Generalizability In Item Response Modeling

Collaborating Institutions: 
School of Education, University of Colorado, Boulder

School of Education, University of Colorado, Boulder Participants: 
Derek C. Briggs (Co-PI)

BEAR Center Participants: 
Jinnie Choi, Mark Wilson (Co-PI)


The Generalizabilty in Item Response Modeling (GIRM) project aims to find a way to integrate two psychometric approaches: Generalizability Theory (GT) and Item Response Theory (IRT). The GIRM approach incorporates the sampling model of GT into the scaling model of IRT by making distributional assumptions about the relevant measurement facets. In Briggs & Wilson (2006), it is shown that it is possible to estimate GT variance components concurrently with traditional IRT parameters, by specifying a random effects measurement model and using Markov Chain Monte Carlo (MCMC) estimation methods. The GIRM project focuses on the extension of the GIRM approach to a wide range of other potential measurement conditions.
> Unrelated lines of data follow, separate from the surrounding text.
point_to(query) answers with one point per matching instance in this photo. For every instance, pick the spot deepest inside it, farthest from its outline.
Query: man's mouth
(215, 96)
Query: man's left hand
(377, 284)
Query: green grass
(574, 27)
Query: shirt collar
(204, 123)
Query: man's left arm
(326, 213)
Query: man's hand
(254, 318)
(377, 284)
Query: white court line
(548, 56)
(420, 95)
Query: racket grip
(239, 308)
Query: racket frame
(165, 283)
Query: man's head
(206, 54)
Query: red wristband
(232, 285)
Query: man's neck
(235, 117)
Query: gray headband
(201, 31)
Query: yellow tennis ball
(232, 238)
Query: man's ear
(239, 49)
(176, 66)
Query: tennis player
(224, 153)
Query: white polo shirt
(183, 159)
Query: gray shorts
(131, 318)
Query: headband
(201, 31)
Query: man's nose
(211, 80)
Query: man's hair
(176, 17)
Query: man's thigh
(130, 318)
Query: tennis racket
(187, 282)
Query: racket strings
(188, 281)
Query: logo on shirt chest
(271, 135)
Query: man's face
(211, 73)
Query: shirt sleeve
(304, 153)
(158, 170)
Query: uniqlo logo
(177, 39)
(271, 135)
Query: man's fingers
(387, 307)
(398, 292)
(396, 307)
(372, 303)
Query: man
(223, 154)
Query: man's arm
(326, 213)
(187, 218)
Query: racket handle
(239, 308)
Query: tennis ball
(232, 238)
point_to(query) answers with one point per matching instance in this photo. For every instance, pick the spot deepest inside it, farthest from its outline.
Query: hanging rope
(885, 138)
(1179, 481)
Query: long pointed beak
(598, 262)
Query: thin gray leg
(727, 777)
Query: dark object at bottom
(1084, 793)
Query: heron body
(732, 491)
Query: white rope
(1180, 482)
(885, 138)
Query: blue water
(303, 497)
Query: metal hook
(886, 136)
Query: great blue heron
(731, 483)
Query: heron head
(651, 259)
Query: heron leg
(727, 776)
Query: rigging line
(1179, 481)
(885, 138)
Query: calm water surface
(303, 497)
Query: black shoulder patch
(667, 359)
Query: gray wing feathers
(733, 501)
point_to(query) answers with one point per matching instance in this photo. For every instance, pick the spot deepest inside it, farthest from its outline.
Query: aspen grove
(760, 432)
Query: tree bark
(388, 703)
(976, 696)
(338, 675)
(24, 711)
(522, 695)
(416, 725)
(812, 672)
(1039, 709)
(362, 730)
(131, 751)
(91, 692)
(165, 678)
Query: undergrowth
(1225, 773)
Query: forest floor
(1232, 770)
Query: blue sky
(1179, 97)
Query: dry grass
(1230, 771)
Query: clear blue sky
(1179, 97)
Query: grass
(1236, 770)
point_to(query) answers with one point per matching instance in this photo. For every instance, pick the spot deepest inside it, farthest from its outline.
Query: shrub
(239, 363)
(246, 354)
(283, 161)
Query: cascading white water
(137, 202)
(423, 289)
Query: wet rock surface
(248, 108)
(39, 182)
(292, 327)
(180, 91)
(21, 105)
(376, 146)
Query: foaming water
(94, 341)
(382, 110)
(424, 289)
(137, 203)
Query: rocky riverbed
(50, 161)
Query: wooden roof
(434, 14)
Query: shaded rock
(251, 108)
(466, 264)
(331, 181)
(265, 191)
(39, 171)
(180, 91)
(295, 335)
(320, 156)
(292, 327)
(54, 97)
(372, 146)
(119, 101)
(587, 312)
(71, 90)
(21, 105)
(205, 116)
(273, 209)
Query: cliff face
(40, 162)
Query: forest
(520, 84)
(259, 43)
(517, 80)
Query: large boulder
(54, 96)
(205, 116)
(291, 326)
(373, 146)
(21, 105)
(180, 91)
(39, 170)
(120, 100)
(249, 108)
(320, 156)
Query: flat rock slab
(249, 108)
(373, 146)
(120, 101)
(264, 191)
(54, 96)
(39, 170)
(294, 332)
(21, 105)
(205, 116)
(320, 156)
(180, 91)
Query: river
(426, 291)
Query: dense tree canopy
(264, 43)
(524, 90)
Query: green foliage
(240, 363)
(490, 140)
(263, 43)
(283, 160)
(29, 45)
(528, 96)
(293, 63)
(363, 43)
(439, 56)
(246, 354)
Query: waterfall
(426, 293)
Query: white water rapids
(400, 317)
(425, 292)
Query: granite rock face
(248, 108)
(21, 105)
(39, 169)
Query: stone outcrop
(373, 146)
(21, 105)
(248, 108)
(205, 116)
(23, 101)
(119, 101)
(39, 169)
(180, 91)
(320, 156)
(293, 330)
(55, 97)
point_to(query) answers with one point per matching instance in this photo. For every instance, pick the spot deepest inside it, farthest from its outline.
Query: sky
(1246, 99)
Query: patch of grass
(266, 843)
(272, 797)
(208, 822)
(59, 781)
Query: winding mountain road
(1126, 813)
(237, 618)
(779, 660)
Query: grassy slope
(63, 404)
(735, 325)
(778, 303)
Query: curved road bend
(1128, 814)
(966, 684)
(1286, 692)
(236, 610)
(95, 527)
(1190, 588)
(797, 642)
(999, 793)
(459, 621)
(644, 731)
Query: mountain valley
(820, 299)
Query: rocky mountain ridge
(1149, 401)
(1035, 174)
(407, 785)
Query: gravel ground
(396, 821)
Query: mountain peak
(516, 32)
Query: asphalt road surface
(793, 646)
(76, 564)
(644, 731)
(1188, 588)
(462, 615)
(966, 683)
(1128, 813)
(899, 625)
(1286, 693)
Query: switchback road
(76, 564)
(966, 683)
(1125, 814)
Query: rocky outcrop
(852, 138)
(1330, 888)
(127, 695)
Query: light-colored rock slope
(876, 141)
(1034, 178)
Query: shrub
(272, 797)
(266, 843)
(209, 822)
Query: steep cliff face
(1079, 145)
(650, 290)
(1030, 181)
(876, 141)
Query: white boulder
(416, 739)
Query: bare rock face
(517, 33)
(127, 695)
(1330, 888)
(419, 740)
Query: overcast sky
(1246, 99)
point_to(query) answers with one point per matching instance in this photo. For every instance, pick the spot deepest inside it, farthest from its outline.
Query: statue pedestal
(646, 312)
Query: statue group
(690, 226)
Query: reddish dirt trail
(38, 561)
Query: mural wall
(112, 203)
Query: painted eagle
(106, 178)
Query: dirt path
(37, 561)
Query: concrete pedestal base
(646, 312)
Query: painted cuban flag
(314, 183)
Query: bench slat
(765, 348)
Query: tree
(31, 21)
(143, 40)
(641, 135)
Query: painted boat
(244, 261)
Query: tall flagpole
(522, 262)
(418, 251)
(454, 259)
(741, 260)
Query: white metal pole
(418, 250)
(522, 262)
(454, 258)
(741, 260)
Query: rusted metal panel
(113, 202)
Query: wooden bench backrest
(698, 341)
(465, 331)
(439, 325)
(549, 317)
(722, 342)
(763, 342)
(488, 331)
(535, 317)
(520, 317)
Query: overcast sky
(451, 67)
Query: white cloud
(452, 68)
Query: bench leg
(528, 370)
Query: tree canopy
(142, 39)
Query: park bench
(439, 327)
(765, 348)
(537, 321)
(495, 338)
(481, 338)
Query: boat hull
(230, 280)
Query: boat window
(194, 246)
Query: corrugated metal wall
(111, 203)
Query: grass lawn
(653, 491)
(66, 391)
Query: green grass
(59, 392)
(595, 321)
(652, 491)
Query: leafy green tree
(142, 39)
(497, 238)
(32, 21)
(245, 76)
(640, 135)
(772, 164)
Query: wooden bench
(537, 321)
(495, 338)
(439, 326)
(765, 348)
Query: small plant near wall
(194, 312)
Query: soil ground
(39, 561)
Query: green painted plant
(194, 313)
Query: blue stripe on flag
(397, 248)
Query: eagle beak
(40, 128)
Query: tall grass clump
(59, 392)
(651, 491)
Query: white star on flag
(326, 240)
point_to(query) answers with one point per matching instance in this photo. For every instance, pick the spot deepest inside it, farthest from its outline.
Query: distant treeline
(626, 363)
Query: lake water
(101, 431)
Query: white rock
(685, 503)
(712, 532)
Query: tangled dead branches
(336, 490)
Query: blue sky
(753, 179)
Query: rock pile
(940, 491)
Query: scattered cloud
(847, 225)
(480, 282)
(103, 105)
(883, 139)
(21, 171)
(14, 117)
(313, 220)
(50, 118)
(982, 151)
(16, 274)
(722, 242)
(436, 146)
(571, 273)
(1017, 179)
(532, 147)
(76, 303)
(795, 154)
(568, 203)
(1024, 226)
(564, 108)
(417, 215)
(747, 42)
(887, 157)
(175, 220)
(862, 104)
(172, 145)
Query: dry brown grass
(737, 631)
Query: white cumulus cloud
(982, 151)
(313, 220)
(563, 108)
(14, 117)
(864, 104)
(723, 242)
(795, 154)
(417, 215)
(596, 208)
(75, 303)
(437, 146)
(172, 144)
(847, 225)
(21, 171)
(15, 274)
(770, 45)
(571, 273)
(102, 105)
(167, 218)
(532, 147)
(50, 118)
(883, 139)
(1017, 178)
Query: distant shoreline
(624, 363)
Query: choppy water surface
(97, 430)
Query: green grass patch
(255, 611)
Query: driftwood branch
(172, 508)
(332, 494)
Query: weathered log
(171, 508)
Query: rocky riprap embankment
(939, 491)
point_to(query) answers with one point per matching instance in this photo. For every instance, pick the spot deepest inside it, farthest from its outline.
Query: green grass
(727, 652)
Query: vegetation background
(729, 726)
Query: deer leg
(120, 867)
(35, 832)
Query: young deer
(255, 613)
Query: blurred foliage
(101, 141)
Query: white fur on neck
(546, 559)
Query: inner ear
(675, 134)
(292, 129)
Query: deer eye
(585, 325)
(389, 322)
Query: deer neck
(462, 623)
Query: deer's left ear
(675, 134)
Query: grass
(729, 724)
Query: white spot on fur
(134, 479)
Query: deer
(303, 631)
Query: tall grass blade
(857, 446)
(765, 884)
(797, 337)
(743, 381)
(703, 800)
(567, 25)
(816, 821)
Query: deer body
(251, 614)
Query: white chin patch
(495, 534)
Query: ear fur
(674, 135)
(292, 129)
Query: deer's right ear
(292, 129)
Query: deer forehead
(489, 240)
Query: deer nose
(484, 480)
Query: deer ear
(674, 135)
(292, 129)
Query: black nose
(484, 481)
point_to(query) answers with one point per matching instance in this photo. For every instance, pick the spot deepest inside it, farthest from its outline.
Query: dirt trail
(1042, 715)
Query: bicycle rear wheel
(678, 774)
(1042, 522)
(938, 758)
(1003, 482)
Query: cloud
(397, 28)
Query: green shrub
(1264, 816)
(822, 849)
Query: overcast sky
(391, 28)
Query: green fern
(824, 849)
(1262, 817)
Currently, the focus is to expand the GIRM approach to more complex designs, which include (1) between-item multidimensionality, (2) within-item multidimensionality, and (3) polytomous item responses. Major tasks include building comparable theoretical framework for both GT and IRT for the particular design, specifying appropriate explanatory item response models (EIRMs; De Boeck & Wilson, 2004) along with possible combinations of distributional assumptions, programming with WinBUGS and R software, conducting simulation studies to explore the properties of the approach, and conducting empirical studies to explore possible applications. The outcomes are expected to contribute to the methodological advance of the field of educational measurement.